Rick Pointer, professor emeritus of history at Westmont, has written a biography of Papunhank, a little-known Munsee reformer and Moravian leader. The work illuminates the turbulent middle decades of the 18th-century during which Papunhank doggedly maintained an unwavering love of peace. “Pacifist Prophet: Papunhank and the Quest for Peace in Early America” (University of Nebraska Press) gives voice to an important element of 18th-century American Indian thought and intellectual tradition.
“I suggest that many of us continue to live with a kind of misimpression about American Indians as always warlike,” Pointer says. “Part of correcting that misimpression is illustrating and giving examples of American Indian peacemaking and peacekeeping strategies through the story of one Indigenous leader who most have never heard of.”
Pointer’s work didn’t come without its share of challenges, with one of the biggest being the loss of most of his notes.
In 2008, Pointer lost most of his early research notes in the Tea Fire that destroyed his Las Barrancas home. Pointer also served as acting provost at Westmont from 2009-2011 and led several Europe Semesters, further delaying his work.
The average American is likely familiar with only two Native Americans from the colonial era: Pocahontas and Squanto, according to a school news release. “They are about as atypical of Native persons in early America as we could come up with,” Pointer says. “The book raises larger questions and issues about who and what gets included in our retelling, recovery and reciting of American history. This missing piece speaks into our propensity to perpetuate incomplete and sometimes racist conceptions of Native peoples.”
As with most 18th-century Indigenous persons, little physical evidence remains of Papunhank’s existence. “When you write a biography, typically you’d have a lot of material written by that person as well as documents in their handwriting,” Pointer says. “I found only two documents that have his name written on them with a symbol that shows he was a member of the turkey clan within the Munsee tribe. These are the only tangible pieces or material objects of any sort that have survived.”
Much of what we know about Papunhank comes from government documents, such as minutes of treaties, conferences, letters to and from political and military officials, legislative proceedings and diplomatic dispatches.
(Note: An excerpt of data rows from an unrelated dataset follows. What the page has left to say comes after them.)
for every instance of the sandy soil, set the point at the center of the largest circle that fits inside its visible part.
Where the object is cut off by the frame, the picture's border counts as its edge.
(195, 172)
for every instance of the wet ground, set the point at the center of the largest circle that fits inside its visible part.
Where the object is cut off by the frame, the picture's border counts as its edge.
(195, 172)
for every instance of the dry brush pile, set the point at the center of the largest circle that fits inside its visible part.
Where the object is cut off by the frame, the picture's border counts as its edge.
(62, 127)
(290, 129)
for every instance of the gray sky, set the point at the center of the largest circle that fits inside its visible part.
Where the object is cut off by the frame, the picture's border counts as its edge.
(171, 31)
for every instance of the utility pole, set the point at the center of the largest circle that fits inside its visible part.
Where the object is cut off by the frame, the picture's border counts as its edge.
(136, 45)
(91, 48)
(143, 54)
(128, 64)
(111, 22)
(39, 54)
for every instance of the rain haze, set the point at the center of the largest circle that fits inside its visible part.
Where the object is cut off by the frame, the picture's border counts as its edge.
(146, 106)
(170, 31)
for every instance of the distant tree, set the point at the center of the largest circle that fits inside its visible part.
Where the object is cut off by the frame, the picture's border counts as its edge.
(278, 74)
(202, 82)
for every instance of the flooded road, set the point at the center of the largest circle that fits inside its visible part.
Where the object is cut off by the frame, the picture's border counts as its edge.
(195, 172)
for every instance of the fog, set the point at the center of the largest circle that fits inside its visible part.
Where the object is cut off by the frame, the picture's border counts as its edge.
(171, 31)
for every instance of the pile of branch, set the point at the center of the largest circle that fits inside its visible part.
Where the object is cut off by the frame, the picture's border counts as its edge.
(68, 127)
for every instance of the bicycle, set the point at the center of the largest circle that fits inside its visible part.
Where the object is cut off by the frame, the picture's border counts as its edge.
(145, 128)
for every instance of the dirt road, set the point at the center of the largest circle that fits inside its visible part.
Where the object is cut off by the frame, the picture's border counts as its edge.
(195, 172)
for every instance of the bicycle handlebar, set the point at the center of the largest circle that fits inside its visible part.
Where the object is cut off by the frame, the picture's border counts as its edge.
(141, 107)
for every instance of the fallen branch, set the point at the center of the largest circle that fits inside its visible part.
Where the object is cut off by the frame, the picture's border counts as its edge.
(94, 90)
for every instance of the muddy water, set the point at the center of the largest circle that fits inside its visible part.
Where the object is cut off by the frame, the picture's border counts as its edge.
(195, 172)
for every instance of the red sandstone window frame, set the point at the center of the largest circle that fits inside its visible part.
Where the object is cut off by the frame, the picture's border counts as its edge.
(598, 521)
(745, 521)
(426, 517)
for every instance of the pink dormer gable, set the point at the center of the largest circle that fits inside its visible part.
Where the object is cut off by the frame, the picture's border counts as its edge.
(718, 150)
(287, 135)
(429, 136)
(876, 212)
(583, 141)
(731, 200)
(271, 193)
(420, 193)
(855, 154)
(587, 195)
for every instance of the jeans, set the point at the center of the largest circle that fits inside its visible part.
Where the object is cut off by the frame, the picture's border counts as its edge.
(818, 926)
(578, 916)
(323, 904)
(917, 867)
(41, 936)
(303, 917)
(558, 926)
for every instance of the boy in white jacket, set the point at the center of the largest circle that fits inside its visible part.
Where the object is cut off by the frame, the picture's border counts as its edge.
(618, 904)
Religious sources, such as Quaker and Moravian letters and diaries, provide the rest of the information.
“Petitions, pamphlets and meeting minutes offer a particularly good basis for tracking his political and diplomatic dealings as well as his religious thought and practice,” Pointer says. “But thanks to the Moravian discipline of having their congregations keep daily diaries, and their missionaries write frequent letters, there’s also much rich information about the practical realities of Papunhank’s life from 1764-75.”